Wary with reason, despite knocking politely on the front door, the 35-year-old Owens is immediately accosted by his old buddy, Andy Cooper, holding a revolver and trying to slam the entrance shut in the sheriff's face (just back in town after participating in the ambush killings of John Tewksbury and Bill Jacobs), while at the same time, the outlaw's half brother, John Blevins (present when Owens arrives at the stable, he has rushed back to the house to warn the family that trouble is coming), also armed with a pistol, opens the house's other front door (to the right of the lawman) ... a split second later the gunplay begins. Firing his Winchester from the hip, Owens puts a round through the door and into Cooper's stomach, then pivots his weapon and takes John Blevins out of the action with a round through his upper chest (a heart beat after Blevins fires on the sheriff, but missing, instead kills the Cooper's horse, tied to a tree across the street ... Blevins survives despite the wound and serves five years behind bars before being pardoned by the governor for his attempt to help his kinsman).
Tewksbury
Colt .45
Seeking a less exposed position, Owens backs up and fires at motion in the front of the house, hitting Cooper again, this time in the hip. Owens then runs around the side of the house and is confronted by yet another gunman jumping out of a window with pistol at the ready ... a Cooper buddy and boarder in the house, Mose Roberts. This time Owens gets off the first shot, a hit that doesn't allow Roberts any response other than instant death.
Roberts vs.

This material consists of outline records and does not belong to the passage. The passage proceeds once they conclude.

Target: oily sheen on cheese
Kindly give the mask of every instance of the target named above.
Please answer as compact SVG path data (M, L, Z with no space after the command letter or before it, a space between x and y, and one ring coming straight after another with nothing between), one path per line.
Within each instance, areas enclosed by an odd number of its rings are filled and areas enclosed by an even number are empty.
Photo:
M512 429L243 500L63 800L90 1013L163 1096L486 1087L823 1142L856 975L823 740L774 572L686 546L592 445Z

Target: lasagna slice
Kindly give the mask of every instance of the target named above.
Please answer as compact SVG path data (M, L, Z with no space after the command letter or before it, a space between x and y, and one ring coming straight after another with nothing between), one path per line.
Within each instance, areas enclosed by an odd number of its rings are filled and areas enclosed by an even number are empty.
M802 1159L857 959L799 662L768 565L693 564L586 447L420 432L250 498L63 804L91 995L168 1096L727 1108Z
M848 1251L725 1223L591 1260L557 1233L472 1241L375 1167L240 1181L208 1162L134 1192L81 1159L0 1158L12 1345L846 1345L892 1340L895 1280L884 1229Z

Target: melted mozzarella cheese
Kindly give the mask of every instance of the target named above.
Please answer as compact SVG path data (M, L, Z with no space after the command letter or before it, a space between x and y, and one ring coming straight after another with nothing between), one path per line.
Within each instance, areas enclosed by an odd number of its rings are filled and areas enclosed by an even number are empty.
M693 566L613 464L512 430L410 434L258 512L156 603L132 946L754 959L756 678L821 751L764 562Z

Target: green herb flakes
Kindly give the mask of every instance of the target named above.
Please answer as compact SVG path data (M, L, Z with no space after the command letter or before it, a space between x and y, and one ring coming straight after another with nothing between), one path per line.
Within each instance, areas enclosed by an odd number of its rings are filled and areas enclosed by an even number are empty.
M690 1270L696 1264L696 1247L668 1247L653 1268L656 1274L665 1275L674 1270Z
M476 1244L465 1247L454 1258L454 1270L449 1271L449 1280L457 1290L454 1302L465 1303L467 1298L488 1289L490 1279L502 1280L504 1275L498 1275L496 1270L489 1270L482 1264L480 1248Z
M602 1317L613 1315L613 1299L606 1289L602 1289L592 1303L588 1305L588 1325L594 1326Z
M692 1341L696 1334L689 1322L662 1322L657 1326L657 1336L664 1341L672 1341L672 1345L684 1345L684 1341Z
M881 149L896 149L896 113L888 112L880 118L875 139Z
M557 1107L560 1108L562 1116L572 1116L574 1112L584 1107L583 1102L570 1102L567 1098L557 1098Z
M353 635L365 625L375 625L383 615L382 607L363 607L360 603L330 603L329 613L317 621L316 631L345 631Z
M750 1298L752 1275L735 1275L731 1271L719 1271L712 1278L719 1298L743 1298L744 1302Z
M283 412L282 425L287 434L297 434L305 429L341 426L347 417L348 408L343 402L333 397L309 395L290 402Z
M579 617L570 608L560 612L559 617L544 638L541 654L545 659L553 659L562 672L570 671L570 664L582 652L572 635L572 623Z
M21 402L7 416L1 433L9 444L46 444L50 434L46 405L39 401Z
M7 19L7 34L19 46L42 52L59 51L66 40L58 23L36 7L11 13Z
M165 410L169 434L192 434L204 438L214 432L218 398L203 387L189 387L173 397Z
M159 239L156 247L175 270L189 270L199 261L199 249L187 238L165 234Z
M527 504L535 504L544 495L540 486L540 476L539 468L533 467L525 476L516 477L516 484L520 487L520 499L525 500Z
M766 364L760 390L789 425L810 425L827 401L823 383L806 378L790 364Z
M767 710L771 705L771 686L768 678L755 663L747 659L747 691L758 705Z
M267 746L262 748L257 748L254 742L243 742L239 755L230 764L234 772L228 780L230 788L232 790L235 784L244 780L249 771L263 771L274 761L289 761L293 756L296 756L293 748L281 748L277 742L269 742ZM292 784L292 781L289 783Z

Owens
Three cowboys down but the lesson as yet unlearned of the folly of taking on the Sheriff, seeking deadly revenge for his fallen brothers, 15-year-old Sam Houston Blevins grabs his brother Andy's weapon and runs outside yelling, "I'll get him," to confront Owens as his mother tries to hold him back ... it is a mistake that costs the youngster the opportunity of celebrating a 16th birthday, a shot through the heart sends the the teenager to Boot Hill (staggering backwards from the blow of the bullet, Blevins dies in the arms of his mother ... an unlucky woman who in the space of only a few months has lost her husband and three sons to gun violence, and had a fourth boy seriously wounded ... a living ghost, for the next fifteen years she will walk the streets of Holbrook in silence). Gunplay finally done only because there are no more standing armed antagonists to fire upon, Sheriff Commoodore Perry Owens has killed three men and wounded a fourth with four shots in less than three minutes of Wild West action (move over John Wesley Hardin and Wild Bill Hickok!). Marching back up the street to the livery stable, Owens is asked by several townspeople if he has finished his job, and answers with grim sarcasm, "I think I have." Indeed!
The Blevins Home
Rest In Peace
In the aftermath of the gunfight, Owens, in three separate coroner's jury's findings (one for each death), will be found to have performed justifiable homicides, but as Apache County becomes more civilized, his willingness to go to his guns and lack of formal education are deemed liabilities, and when he next runs for office, he loses to his own deputy, St. George Creaghe. While there are no more shootouts in his career, he does continues to enforce the law, serving as a deputy sheriff, a U.S. deputy marshal, and then when Apache County is split in two, appointed by the governor, as the first sheriff of Arizona's new Navajo County. Retired, he opens a general store and saloon in Seligman, Arizona, marries Elizabeth Jane Barrett, tries his hand at business in San Diego, California, and eventually moves back to Seligman, where he and his wife are residing when Arizona becomes the 48th state in the Union on February 14, 1912. The aged lawman dies of Bright's disease (a kidney malady) on May 28, 1919, at the age of 67, and is buried in Flagstaff, Arizona.